In ARI v WXJ, the English High Court has ruled that the appointment of an arbitrator may be valid, regardless of whether a binding contract had been concluded. Instead, what is essential is whether there has been a “clear and unconditional communication of acceptance of the appointment by the arbitrator”, and whether such communication has been notified to the other party. Alternatively, it is sufficient for there to be communication of an unconditional willingness by the arbitrator to accept the appointment, and for the appointing party to act on this by communicating the appointment both to the appointee and to the other party. This flexible approach has benefits, but may sometimes lead to arbitrators being appointed without their knowledge, or before fees are agreed.

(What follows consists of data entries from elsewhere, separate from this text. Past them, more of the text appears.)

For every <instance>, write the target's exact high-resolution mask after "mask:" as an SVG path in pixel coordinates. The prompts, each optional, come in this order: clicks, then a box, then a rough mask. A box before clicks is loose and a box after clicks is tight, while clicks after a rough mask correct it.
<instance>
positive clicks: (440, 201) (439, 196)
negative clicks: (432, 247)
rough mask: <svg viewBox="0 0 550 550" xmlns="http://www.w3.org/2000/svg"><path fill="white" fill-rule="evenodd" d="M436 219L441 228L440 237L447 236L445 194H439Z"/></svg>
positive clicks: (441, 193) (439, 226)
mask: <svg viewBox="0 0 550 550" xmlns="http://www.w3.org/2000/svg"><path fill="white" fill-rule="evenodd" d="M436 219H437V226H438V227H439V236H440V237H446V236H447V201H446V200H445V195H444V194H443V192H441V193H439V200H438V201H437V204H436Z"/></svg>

  1. UK publishes Hydrogen Sector Development Action Plan

The UK government has published a Hydrogen Sector Development Action Plan, which builds on its first Hydrogen Strategy of August 2021. The purpose of the Plan is to highlight the nature and scale of opportunities across the hydrogen economy in the UK. It focuses on four key areas - investment, supply chains, jobs and skills, and exports - and sets out the actions in those areas being taken by the government and industry to maximise the benefits from scaling up the UK hydrogen economy. The Plan is not exhaustive, and the government will continue to work with industry, investors and others to monitor events, adding new actions as it becomes clearer how the UK’s hydrogen economy will grow.

  1. Sierra Leone’s parliament passes new arbitration legislation

Sierra Leone's House of Parliament has passed the Arbitration Act 2022, which now awaits signature by President Julius Maada Bio. The new Act replaces existing legislation (chiefly Chapter 25 of the Laws of Sierra Leone 1960) which was based on the English Arbitration Act 1950. Among other things, the new Act deals with third party funding, allows for the establishment of the Sierra Leone International Arbitration Centre, and implements the country’s obligations under the New York Convention, which it joined in January last year.

  1. New guidance on the National Security and Investment Act 2021

The UK government has published Market Guidance Notes relating to The National Security and Investment Act 2021. This allows the government to assess and intervene in investments and other acquisitions of control that may give rise to national security risks. Whilst the Act itself already includes some guidance, the new Market Guidance Notes supplement this by answering questions and providing advice based on the first six months of the statute’s operation. In particular, the Note explains how to avoid common errors on notifications, and how to submit a single notification for multiple acquisitions. It also helps higher education institutions decide whether to make a notification at all.